Familienangehörige von EU-Bürgern: kostenlos und schneller
Direkte Familienangehörige von EU-Bürgern haben nicht nur Anspruch auf Gebührenbefreiung, sondern auch auf ein schnelleres Verfahren mit weniger erforderlichen Unterlagen. Diese Vergünstigung gilt für Ehegatten und eingetragene Lebenspartner, Kinder unter 21 Jahren oder unterhaltsberechtigte Kinder sowie andere unterhaltsberechtigte Familienangehörige. Wenn das auf Sie zutrifft, teilen Sie dies bei der Terminbuchung mit und bringen Sie die Unterlagen mit, die die Familienbindung belegen.
So vermeiden Sie die Ablehnung des Schengen-Visums
Die meisten Ablehnungen sind auf vermeidbare Fehler zurückzuführen. Dies sind die häufigsten Gründe und wie Sie sie verhindern können:
Häufigste Ablehnungsgründe: unvollständige oder inkonsistente Unterlagen, unzureichendes Bankguthaben oder unregelmäßige Kontobewegungen, fehlender Nachweis von Bindungen an das Herkunftsland, Vorgeschichte von Überschreitungen der Aufenthaltsdauer oder früheren Ablehnungen sowie fehlende gültige Reiseversicherung.
- Stellen Sie den Antrag beim richtigen Konsulat. Zuständig ist stets das Land, in dem Sie die meisten Nächte verbringen, oder bei gleicher Aufenthaltsdauer in mehreren Ländern das erste Einreiseland.
- Belegen Sie Ihre Bindungen an das Herkunftsland überzeugend. Unbefristeter Arbeitsvertrag, Hypothek, unterhaltsberechtigte Kinder oder konkrete Verpflichtungen, die zeigen, dass Sie echte Gründe zur Rückkehr haben.
- Achten Sie auf die Kohärenz des gesamten Antrags. Die Daten von Flug, Hotel, Versicherung und Motivationsschreiben müssen übereinstimmen. Jede Unstimmigkeit weckt Zweifel.

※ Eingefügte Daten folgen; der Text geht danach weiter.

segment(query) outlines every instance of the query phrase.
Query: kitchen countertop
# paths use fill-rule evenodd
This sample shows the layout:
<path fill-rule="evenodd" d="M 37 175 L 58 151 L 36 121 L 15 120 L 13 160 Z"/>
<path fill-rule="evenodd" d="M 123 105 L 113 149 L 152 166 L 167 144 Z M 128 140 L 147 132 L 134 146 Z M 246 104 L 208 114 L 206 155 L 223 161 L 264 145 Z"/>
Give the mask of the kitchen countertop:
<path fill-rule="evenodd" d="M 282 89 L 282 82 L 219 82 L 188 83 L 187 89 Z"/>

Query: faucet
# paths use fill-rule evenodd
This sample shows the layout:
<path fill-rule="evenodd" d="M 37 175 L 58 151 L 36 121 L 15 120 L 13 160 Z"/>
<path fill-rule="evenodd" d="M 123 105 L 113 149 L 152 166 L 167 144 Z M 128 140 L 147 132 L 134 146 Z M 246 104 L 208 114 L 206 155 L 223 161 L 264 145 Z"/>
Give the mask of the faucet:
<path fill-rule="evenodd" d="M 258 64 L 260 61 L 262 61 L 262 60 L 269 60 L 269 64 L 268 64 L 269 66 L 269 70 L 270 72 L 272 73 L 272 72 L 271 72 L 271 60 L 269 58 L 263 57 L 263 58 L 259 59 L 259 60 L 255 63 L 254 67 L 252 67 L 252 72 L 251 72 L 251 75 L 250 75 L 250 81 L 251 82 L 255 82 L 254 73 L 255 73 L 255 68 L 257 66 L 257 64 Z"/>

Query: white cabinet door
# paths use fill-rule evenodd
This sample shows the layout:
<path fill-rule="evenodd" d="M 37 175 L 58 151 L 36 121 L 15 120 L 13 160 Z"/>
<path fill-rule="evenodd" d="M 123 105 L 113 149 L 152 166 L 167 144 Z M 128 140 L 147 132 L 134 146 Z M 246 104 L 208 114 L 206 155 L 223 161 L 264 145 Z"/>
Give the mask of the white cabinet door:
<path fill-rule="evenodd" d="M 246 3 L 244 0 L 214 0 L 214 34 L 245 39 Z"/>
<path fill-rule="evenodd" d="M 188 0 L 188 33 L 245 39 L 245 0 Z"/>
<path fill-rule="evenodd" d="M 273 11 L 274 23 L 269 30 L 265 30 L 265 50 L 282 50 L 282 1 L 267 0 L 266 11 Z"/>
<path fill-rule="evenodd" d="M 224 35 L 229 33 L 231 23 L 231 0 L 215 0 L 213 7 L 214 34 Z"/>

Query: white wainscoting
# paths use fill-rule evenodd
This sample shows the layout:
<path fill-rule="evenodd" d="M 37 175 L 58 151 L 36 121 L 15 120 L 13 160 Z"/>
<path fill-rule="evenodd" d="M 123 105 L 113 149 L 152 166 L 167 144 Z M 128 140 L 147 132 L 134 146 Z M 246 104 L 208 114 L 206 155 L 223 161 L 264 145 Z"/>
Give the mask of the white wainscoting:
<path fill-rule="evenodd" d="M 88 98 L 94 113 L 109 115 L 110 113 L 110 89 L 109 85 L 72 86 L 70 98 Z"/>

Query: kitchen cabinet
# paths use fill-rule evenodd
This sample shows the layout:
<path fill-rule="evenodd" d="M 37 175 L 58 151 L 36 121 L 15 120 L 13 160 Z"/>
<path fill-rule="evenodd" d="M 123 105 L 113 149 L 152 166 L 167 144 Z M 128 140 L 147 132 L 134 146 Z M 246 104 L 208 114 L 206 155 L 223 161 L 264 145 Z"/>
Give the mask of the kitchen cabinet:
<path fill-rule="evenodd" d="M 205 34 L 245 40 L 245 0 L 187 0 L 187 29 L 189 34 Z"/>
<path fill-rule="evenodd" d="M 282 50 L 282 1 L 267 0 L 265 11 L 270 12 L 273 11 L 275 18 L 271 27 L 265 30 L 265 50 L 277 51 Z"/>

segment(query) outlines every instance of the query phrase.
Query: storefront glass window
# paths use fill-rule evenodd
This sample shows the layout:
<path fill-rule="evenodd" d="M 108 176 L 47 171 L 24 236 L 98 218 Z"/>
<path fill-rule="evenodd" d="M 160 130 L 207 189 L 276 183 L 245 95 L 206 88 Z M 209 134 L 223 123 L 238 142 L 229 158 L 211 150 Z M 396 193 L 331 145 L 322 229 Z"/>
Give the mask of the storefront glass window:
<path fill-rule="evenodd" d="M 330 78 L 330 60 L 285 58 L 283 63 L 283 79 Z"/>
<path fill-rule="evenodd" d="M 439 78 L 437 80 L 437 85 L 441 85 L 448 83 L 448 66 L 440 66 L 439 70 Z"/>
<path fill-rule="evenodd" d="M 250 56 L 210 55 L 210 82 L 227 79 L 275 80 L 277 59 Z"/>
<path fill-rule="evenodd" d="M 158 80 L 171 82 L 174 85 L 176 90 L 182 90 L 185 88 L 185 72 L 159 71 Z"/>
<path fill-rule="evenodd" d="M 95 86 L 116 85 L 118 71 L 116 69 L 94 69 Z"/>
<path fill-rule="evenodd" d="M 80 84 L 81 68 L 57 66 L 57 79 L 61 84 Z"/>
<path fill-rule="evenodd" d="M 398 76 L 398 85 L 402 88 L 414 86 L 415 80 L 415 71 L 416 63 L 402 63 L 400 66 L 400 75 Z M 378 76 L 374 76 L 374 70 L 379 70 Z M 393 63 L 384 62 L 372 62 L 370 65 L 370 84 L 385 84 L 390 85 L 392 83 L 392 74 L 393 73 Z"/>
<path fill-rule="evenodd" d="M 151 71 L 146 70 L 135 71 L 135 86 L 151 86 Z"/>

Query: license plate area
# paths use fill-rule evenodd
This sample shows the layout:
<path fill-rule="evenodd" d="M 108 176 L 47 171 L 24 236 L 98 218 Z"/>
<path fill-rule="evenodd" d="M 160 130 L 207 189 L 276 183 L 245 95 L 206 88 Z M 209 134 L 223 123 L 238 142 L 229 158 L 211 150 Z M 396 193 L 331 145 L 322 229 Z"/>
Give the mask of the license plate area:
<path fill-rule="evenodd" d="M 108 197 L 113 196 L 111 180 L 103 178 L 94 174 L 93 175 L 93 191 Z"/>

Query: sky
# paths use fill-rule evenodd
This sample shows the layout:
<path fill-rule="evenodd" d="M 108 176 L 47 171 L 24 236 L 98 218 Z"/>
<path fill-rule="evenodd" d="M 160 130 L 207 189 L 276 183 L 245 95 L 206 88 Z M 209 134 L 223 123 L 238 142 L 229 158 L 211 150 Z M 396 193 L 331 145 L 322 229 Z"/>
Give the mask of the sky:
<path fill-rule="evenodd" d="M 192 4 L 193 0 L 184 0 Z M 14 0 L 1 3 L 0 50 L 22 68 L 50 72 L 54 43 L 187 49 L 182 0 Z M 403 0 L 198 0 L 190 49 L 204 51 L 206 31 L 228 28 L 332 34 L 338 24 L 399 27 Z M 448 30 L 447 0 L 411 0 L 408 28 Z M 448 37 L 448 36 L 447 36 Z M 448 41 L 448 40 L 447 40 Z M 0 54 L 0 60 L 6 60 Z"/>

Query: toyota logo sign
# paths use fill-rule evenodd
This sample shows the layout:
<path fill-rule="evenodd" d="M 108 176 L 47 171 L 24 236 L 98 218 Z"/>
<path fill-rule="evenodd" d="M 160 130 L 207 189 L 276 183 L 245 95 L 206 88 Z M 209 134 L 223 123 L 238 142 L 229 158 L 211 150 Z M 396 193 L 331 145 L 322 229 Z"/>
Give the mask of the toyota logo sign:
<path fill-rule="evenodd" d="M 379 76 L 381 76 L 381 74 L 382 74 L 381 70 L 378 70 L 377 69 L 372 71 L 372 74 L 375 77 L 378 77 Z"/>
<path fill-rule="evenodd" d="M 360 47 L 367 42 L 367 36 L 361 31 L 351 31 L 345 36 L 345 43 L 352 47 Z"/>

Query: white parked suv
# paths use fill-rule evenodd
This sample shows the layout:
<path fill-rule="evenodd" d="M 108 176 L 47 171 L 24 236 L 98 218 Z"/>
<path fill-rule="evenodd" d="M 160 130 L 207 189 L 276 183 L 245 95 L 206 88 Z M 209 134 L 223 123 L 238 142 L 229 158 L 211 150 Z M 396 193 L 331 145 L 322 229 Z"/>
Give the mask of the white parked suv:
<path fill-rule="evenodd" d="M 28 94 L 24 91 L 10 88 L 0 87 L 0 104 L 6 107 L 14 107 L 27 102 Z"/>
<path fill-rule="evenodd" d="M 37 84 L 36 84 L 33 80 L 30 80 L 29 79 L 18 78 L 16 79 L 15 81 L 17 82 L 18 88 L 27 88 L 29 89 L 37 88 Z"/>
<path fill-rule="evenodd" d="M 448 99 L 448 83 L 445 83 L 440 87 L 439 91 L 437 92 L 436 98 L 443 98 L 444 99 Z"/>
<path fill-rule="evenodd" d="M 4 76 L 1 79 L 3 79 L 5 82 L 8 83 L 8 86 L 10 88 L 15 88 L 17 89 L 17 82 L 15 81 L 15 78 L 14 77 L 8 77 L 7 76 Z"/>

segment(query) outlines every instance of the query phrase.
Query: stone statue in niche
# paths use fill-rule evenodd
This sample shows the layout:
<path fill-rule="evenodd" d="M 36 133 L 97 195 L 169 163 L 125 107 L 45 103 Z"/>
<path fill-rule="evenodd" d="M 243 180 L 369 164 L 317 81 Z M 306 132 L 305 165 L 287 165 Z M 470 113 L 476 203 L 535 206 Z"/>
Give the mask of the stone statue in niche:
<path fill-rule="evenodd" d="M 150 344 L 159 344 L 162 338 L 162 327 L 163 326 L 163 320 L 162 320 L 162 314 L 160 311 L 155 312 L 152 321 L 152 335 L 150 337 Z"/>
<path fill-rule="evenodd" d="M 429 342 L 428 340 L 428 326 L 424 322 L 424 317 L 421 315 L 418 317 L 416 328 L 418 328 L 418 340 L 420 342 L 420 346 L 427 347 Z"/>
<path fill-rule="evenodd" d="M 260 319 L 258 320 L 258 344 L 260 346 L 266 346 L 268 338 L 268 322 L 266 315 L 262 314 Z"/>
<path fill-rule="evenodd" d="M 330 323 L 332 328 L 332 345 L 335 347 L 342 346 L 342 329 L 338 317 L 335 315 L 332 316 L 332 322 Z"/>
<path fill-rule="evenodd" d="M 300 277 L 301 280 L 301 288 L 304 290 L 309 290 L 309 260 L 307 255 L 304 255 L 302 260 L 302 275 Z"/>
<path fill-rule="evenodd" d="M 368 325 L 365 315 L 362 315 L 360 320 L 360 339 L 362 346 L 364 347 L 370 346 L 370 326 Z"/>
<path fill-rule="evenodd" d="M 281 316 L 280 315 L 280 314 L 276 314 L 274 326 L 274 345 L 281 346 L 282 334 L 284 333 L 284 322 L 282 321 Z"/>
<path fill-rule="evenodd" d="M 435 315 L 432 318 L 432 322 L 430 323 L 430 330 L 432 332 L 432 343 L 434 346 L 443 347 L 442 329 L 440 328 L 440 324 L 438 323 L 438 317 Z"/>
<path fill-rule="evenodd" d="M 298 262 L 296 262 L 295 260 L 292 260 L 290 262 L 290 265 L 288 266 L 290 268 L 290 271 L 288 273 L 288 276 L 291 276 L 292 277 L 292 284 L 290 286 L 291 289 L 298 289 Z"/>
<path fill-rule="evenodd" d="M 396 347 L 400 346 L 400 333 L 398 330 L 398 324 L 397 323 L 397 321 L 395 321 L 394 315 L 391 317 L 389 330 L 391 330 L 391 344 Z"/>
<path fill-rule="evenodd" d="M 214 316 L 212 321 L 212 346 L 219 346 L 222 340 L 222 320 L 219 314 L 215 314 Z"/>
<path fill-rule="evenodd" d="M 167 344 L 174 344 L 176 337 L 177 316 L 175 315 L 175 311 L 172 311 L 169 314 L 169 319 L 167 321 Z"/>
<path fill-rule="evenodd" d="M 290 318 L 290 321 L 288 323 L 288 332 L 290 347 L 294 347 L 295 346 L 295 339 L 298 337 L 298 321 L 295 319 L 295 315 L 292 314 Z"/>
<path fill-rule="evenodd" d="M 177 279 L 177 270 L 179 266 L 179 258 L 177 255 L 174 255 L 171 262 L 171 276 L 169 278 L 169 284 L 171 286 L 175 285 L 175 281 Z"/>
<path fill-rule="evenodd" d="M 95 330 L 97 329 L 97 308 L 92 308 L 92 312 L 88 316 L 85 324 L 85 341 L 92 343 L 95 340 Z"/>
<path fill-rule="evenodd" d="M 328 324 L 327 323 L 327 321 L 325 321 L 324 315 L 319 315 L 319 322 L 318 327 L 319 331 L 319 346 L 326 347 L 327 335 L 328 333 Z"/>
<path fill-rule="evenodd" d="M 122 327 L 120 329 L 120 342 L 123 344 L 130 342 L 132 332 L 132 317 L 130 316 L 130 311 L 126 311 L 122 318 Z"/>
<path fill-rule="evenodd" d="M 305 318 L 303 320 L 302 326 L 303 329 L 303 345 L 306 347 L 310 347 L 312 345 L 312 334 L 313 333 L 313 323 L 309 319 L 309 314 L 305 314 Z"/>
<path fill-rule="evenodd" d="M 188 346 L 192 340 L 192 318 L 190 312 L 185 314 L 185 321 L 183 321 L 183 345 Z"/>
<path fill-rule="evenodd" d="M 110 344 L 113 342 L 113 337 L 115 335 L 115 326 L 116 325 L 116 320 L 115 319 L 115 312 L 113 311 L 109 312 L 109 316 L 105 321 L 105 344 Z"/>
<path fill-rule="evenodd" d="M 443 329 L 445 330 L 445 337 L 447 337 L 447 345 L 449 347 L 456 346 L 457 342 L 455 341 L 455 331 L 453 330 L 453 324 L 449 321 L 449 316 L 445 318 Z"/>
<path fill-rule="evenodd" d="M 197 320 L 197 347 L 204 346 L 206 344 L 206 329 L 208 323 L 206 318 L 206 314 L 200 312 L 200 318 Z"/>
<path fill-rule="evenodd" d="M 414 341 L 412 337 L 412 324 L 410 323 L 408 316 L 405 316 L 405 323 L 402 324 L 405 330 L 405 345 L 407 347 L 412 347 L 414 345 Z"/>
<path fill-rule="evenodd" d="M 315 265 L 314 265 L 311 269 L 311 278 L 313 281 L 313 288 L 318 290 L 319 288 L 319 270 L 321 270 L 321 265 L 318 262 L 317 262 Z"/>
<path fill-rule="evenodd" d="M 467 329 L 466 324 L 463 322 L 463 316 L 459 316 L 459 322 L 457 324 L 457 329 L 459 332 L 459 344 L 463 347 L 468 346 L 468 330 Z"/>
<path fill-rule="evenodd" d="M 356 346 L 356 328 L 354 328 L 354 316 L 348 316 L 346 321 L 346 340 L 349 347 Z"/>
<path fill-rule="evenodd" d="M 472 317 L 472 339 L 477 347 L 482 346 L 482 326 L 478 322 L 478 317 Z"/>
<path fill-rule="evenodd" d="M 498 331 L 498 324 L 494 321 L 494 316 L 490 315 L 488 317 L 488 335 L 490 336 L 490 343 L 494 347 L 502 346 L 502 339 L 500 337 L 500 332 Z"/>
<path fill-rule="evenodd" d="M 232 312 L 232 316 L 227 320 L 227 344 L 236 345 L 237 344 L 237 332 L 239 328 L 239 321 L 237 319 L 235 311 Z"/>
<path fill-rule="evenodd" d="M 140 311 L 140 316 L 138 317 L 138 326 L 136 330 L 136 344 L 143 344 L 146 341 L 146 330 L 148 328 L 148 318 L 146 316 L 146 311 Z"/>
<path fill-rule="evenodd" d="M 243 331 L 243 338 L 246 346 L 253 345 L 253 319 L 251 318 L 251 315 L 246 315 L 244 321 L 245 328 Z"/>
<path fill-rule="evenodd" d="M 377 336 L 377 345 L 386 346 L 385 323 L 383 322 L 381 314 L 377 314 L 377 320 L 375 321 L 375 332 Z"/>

- Überdimensionieren Sie die Reise nicht im Verhältnis zu Ihrem Einkommen. Wenn die Kosten sehr hoch im Verhältnis zu Ihrem Gehalt sind, legen Sie ein Sponsorenschreiben oder eine Einladung von jemandem bei, der in Europa ansässig ist.
- Legen Sie frühere Visa vor, wenn Sie welche haben. Eine einwandfreie Reisehistorie ohne unregelmäßige Aufenthalte ist einer der von Konsulaten am meisten geschätzten Nachweise.
- Verfassen Sie ein spezifisches und gut begründetes Motivationsschreiben. Erläutern Sie den tatsächlichen Reisezweck, den Reiseplan und warum Sie zurückkehren werden. Allgemeine Schreiben überzeugen nicht.
- Kaufen Sie keine nicht erstattungsfähigen Tickets, bevor Sie das Visum haben. Im Falle einer Verzögerung bei der Genehmigung empfiehlt es sich, vorausschauend zu planen.
- Informieren Sie sich darüber, wann die Termine in Ihrem Konsulat freigegeben werden. In vielen Fällen werden sie zu sehr genauen Zeitpunkten verfügbar und sind in wenigen Minuten vergeben. Dies im Voraus zu wissen, kann Ihnen Wochen ersparen.